Alexandria: Extensible Framework for Rapid Exploration of Social Media

Fenno F. Heath III,Richard Hull,Elham Khabiri,Matthew Riemer,Noi Sukaviriya,Roman Vaculin
DOI: https://doi.org/10.48550/arXiv.1507.06667
2015-07-24
Abstract:The Alexandria system under development at IBM Research provides an extensible framework and platform for supporting a variety of big-data analytics and visualizations. The system is currently focused on enabling rapid exploration of text-based social media data. The system provides tools to help with constructing "domain models" (i.e., families of keywords and extractors to enable focus on tweets and other social media documents relevant to a project), to rapidly extract and segment the relevant social media and its authors, to apply further analytics (such as finding trends and anomalous terms), and visualizing the results. The system architecture is centered around a variety of REST-based service APIs to enable flexible orchestration of the system capabilities; these are especially useful to support knowledge-worker driven iterative exploration of social phenomena.

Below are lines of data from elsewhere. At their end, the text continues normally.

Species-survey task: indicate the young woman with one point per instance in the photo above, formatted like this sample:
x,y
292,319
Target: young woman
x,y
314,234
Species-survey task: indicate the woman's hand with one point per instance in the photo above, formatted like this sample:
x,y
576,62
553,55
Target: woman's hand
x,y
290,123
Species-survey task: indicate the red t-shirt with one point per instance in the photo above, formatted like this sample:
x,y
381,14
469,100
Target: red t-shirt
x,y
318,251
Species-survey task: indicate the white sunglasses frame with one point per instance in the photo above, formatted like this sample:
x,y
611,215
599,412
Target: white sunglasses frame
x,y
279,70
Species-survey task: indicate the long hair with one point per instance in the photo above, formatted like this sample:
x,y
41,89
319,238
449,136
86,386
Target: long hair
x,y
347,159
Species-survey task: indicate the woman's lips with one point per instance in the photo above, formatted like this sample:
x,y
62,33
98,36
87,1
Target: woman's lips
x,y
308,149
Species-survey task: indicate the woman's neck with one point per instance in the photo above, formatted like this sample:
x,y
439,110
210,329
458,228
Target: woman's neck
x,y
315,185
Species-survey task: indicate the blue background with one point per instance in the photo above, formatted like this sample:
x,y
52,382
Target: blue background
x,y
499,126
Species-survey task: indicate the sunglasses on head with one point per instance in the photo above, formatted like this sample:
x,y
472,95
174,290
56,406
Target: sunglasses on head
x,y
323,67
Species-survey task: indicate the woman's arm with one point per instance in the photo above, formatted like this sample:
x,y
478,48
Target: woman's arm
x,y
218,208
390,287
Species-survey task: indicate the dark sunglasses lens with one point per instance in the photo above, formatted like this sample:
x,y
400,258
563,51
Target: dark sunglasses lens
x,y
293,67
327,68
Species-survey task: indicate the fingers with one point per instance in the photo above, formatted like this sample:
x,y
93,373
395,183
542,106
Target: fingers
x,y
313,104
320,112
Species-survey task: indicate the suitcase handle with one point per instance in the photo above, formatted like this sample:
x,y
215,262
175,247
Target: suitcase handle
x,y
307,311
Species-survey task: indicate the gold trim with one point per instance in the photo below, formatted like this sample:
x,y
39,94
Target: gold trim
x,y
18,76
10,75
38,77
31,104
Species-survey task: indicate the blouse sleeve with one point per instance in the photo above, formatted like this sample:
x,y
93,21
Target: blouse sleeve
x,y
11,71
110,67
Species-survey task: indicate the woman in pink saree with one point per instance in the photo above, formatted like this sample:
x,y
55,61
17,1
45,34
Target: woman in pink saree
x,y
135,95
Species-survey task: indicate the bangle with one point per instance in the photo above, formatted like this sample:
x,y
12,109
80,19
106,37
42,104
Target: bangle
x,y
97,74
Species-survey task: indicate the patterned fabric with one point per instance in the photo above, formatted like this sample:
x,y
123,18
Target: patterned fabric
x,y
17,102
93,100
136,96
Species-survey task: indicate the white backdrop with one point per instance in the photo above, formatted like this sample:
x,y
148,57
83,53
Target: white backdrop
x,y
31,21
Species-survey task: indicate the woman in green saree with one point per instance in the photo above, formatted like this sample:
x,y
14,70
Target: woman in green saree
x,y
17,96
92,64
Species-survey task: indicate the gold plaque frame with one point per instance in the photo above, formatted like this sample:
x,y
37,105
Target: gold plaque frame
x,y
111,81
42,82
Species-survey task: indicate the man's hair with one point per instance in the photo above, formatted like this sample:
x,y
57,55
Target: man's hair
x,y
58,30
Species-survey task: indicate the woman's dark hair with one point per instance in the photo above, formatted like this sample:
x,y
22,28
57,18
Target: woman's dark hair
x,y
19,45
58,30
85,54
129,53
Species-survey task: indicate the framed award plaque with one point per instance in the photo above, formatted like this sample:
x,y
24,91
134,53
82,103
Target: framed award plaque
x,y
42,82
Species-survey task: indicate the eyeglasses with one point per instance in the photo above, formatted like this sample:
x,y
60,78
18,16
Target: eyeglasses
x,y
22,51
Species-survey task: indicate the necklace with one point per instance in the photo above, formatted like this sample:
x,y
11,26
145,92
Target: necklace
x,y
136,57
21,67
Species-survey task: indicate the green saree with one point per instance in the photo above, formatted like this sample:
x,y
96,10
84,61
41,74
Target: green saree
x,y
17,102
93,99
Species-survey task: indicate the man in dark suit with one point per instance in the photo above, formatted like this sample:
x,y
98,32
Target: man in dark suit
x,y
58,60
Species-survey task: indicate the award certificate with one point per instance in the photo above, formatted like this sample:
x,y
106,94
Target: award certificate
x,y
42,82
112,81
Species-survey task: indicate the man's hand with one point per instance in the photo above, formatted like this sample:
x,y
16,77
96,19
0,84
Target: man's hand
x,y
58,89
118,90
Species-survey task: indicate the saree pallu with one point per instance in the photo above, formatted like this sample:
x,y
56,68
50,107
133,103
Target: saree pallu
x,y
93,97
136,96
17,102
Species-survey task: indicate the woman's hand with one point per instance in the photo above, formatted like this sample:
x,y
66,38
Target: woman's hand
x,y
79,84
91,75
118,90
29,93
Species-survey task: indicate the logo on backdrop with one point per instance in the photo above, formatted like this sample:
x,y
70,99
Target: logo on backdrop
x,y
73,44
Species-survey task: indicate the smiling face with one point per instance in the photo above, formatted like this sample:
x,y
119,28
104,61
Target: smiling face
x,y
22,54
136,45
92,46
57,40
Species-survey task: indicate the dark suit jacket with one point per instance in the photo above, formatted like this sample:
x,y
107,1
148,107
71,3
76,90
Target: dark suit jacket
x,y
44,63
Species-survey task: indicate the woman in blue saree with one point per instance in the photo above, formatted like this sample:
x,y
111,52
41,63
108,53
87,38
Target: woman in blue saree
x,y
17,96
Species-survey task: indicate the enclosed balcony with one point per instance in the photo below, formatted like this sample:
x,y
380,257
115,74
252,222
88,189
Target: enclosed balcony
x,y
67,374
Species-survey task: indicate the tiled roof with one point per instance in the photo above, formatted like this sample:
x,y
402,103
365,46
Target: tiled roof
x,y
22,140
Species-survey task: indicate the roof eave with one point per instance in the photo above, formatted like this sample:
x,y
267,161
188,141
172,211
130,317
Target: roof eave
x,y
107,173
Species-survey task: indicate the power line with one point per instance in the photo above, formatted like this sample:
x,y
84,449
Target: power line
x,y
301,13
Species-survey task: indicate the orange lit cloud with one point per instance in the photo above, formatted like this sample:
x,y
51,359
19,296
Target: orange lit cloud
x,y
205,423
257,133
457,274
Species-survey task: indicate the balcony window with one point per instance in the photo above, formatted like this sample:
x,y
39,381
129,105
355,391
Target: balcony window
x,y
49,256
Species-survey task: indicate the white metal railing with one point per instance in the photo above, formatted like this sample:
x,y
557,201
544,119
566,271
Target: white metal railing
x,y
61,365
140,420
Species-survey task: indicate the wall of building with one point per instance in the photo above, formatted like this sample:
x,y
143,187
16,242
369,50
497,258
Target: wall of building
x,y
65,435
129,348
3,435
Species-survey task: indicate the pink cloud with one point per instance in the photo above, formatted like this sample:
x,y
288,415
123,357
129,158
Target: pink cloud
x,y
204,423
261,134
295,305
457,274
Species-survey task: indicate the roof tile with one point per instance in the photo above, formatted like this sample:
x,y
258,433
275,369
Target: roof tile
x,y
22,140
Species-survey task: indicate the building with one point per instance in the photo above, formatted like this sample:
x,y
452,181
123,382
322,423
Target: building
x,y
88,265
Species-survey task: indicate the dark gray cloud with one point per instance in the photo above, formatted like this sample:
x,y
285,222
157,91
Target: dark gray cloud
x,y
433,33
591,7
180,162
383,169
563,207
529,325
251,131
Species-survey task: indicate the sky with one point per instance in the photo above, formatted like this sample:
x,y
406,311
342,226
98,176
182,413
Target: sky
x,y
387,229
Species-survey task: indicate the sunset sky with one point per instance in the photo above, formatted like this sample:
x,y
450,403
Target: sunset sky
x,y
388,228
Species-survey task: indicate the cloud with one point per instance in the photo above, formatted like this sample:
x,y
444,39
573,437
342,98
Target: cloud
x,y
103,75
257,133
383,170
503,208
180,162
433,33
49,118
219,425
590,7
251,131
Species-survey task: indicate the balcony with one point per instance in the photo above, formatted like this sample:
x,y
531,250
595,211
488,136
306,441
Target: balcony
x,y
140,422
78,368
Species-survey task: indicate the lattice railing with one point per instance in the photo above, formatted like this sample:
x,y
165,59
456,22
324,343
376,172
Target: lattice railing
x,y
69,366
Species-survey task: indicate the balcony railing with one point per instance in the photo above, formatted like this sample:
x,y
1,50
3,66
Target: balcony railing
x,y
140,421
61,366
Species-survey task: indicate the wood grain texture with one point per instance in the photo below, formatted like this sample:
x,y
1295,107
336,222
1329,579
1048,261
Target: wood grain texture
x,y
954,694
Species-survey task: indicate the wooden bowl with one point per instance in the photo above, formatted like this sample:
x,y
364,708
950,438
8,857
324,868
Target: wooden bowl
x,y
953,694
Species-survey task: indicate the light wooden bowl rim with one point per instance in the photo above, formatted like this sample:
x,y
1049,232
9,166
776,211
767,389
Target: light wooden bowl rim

The architecture also enables rapid integration of Alexandria capabilities with other social media analytics system, as has been demonstrated through an integration with IBM Research's SystemG. This paper describes a prototypical usage scenario for Alexandria, along with the architecture and key underlying analytics.
Information Retrieval,Computers and Society,Human-Computer Interaction,Social and Information Networks
What problem does this paper attempt to address?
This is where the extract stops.